Figure 8.9 shows the part of the execution unit that contains the ALU. The first operand (A) of the ALU is always op1 (obtained from the operand fetch unit). However, the second operand (B) can either be a register or the sign extended immediate. This is decided by the isImmediate signal generated by the control unit. The isImmediate signal is equal to the value of the immediate bit in the instruction. If it is 1, then the multiplexer in Figure 8.9 chooses immx as the operand. If it is 0, then op2 is chosen as the operand. The ALU takes as input a set of signals known collectively as aluSignals. They are generated by the control unit, and specify the type of ALU operation. The result of the ALU is termed as aluResult.

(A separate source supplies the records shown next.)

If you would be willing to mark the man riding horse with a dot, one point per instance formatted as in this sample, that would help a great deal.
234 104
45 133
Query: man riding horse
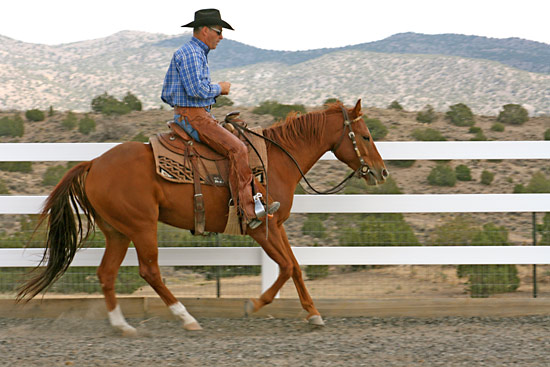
189 90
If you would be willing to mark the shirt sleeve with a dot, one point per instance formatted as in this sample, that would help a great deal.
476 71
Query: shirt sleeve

Figure 8.10 shows the design of the ALU. The ALU contains a set of modules. Each module computes a separate arithmetic or logical function such as addition or division. Secondly, each module has a dedicated signal that enables or disables it. For example, there is no reason to enable the divider when we want to perform simple addition. There are several ways that we can enable or disable an unit. The simplest method is to use a transmission gate for every input bit. A transmission gate is shown in Figure 8.11. If the signal (S)



Figure 8.8: Branch Unit



Figure 8.9: ALU

is turned on, then the output reflects the value of the input. Otherwise, it maintains its previous value. Thus, if the enabling signal is off, then the module does not see the new inputs. It thus does not dissipate any power, and is effectively disabled.

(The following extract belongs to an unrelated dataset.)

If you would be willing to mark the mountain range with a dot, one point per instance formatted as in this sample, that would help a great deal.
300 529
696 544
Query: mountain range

Let us consider each of the modules in the ALU one after another. The most commonly used module is the adder. It is used by add, sub, and cmp instructions, as well as by load and store instructions to compute the memory address. It takes A and B as inputs. Here, A and B are the values of the source operands. If the isAdd signal is turned on, then the adder adds the operands. Likewise, if the isSub signal is turned on, then the adder adds the 2's complement of B with A. In effect, it subtracts B from A. If the isCmp flag is turned on, then the adder unit subtracts B from A and sets the value of the flags register. If the



Figure 8.10: ALU



Figure 8.11: A transmission gate

output is 0, then it sets the E bit. If the output is positive, it sets the GT bit. If none of these signals (isAdd/isSub/isCmp) is true, then the adder is disabled.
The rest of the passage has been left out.